Low-energy antimony implantation in silicon

Abstract

Antimony is known to be a donor in silicon, Low-energy implantations of Sb in Si produce very shallow profiles which have many device applications. Gibbons et al. ¹ calulated the projected ranges of Sb ion-implanted in Si, using the LSS (Lindhard, Scharff, and Schiott) method. Oetzmann et al. ² measured projected ranges and range straggling for several heavy ions in Si, Al, and Ge, using high-resolution backscattering; in the energy region of interest to us, e = 10^?2 to 10^?1, their results were about 30% higher than those reported by Gibbons et al.
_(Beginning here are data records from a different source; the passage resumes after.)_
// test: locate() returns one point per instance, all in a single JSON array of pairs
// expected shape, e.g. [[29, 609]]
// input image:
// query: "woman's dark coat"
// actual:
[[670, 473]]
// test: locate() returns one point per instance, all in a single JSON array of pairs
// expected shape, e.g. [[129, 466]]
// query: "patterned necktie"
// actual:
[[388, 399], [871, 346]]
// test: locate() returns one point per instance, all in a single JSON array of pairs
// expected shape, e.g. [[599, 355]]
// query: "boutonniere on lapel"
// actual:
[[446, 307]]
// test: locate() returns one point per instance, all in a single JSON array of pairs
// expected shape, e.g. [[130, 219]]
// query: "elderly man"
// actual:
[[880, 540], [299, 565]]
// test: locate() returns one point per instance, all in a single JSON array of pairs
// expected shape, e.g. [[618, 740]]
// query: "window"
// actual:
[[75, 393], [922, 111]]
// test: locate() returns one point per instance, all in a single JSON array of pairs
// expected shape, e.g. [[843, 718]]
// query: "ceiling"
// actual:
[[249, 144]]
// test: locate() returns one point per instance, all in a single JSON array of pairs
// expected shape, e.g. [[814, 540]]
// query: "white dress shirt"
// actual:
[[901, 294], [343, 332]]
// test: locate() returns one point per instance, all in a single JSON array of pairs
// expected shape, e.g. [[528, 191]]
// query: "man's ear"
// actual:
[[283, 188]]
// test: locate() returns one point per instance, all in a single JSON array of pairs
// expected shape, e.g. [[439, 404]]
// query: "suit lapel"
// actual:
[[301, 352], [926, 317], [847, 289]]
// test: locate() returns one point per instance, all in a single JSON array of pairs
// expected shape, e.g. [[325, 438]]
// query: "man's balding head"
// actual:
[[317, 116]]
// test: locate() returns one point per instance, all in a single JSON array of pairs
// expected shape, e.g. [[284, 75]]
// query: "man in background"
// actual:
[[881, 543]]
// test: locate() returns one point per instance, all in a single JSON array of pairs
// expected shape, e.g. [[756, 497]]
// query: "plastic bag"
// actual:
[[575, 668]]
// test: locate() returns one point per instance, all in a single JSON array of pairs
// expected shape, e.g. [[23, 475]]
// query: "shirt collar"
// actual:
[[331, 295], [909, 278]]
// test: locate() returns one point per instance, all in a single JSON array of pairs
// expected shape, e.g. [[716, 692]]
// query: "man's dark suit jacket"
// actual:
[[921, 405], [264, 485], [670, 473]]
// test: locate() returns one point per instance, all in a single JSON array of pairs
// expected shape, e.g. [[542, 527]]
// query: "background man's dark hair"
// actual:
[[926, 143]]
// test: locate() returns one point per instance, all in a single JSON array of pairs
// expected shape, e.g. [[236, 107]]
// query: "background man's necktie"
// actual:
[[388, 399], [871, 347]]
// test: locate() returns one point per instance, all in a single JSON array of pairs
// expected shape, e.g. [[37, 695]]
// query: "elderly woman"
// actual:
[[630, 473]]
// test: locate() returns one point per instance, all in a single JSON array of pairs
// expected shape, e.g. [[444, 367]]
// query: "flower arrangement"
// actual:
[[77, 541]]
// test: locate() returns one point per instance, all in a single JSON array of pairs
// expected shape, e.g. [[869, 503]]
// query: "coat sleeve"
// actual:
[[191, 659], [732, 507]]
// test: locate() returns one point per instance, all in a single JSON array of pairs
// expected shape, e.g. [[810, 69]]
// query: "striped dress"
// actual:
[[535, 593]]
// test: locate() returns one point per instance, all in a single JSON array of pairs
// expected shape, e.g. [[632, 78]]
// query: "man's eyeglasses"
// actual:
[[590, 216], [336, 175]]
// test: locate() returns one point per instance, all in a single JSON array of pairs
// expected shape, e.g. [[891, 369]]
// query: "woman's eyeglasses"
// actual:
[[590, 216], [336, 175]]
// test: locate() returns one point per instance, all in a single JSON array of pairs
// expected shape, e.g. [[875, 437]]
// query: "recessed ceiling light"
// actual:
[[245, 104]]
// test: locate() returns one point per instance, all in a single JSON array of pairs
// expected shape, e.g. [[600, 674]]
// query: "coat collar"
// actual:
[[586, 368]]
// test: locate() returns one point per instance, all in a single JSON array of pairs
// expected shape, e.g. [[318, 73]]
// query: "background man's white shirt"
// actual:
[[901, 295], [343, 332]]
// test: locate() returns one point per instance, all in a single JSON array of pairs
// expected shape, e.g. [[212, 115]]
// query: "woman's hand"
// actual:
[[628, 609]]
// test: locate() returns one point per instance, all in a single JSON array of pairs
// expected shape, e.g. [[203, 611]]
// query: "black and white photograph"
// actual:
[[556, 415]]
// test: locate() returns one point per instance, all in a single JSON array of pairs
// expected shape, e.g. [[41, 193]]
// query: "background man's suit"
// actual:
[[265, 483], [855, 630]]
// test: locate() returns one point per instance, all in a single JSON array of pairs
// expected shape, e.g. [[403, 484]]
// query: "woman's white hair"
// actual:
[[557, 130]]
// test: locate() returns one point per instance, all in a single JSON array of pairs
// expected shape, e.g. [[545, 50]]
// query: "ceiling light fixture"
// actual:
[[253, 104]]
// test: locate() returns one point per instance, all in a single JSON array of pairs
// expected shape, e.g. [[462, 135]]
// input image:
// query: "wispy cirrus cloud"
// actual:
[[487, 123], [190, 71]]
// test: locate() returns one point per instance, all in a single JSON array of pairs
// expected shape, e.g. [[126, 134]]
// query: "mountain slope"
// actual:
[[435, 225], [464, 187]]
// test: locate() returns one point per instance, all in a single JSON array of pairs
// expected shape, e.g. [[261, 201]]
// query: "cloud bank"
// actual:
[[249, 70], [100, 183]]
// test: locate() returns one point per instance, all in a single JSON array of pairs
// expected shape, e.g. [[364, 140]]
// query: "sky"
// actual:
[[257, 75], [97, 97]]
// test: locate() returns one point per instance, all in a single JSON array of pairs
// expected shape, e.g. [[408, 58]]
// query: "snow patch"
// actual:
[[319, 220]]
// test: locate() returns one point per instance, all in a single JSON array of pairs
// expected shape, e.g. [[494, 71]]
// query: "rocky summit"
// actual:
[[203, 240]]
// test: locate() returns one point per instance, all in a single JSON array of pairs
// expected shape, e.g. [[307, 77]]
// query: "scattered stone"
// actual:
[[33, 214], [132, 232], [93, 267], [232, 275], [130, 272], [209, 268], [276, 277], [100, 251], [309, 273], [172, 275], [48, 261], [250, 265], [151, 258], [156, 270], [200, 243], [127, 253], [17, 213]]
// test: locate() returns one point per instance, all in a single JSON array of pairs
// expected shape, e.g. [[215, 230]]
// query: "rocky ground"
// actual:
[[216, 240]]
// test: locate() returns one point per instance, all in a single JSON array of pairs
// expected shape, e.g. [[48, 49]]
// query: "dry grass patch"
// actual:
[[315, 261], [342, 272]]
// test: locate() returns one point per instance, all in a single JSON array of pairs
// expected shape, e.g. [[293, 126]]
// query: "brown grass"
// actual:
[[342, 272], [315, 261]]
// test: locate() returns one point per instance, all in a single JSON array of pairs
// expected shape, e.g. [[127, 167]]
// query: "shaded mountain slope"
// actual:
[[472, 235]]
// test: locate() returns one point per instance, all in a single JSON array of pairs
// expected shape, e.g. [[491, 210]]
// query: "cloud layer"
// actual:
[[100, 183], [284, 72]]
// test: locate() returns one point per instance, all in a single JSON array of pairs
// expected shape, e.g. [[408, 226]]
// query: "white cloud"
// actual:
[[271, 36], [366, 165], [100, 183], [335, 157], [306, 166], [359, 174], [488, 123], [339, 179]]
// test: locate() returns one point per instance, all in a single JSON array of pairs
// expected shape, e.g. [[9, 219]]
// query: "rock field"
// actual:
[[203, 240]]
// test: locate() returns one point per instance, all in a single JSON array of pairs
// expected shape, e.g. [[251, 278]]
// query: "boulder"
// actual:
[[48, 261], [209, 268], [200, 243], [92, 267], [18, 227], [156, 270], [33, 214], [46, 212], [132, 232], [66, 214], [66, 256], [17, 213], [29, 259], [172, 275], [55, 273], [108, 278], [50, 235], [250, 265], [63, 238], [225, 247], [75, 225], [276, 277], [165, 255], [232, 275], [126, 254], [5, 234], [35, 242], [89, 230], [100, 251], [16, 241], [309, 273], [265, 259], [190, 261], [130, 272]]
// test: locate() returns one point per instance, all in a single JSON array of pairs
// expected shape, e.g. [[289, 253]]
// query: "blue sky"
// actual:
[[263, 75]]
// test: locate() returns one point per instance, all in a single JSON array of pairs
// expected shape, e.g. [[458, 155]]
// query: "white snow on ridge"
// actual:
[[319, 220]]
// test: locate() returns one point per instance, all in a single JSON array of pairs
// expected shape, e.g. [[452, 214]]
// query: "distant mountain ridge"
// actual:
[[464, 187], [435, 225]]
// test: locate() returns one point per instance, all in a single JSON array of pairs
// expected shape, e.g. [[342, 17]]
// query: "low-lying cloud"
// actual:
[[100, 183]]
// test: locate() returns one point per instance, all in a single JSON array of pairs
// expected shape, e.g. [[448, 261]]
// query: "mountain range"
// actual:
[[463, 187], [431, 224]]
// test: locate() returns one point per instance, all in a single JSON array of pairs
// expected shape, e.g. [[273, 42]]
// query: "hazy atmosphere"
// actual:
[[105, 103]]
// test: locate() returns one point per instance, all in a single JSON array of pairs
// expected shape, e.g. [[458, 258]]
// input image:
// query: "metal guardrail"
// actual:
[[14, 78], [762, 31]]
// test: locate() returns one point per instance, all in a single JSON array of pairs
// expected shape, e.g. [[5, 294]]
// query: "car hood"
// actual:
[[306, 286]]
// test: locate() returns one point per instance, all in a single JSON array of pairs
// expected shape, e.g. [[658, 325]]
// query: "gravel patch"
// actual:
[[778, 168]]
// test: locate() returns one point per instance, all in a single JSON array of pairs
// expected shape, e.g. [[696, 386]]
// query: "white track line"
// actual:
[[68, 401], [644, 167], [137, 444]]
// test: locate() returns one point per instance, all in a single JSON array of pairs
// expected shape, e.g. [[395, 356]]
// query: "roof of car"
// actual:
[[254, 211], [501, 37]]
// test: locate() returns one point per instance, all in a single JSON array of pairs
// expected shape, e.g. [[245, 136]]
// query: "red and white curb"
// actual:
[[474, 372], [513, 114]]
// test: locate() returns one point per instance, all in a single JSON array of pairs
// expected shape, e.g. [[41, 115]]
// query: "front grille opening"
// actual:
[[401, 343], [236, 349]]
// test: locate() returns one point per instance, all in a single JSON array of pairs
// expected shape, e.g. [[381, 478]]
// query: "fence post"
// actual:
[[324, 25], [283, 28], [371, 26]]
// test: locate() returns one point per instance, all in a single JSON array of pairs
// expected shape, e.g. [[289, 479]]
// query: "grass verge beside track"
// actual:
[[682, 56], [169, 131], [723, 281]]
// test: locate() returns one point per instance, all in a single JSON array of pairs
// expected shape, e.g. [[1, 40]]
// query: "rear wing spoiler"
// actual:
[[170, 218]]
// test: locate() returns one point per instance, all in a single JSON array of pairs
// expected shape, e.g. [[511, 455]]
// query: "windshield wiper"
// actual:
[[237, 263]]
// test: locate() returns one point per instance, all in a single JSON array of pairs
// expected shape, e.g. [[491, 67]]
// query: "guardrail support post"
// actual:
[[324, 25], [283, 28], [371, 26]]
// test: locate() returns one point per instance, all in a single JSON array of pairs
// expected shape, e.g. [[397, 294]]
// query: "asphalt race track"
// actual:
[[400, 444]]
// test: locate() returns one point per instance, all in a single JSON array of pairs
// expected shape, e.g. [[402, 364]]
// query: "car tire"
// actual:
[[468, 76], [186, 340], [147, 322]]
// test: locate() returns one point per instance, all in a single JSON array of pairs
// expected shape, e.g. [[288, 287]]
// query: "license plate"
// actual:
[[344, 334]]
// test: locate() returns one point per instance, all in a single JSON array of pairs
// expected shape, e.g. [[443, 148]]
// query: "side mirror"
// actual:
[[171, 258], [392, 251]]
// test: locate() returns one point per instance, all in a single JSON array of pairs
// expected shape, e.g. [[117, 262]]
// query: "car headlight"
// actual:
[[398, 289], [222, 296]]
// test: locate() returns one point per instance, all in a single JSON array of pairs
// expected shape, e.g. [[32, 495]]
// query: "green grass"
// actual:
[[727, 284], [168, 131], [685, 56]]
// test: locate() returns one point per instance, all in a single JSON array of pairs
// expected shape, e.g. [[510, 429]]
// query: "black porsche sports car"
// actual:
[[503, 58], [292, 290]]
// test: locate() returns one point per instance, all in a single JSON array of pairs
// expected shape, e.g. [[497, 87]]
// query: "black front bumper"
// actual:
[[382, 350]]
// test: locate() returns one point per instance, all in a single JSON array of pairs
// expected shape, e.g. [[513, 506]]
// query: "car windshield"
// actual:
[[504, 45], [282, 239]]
In the study reported here, we implanted 5 × 10¹⁴ Sb/cm² in Si at 5–60 keV, measured the resulting depth distribution by secondary ion mass spectrometry, and checked the measurements by backscattering. Our results showed the experimental projected ranges to be about halfway between those reported in the earlier studies. The discrepancies between theoretical calculations and experimental results are due not to the electronic stopping cross section, which is negligible in the range of interest here, but to the nuclear stopping power. Using a modified nuclear scattering potential given by Wilson et al.,³ we calculated the projected range distribution according to the method described by Winterbon.⁴ Our results are in very good agreement with the experimental measurements.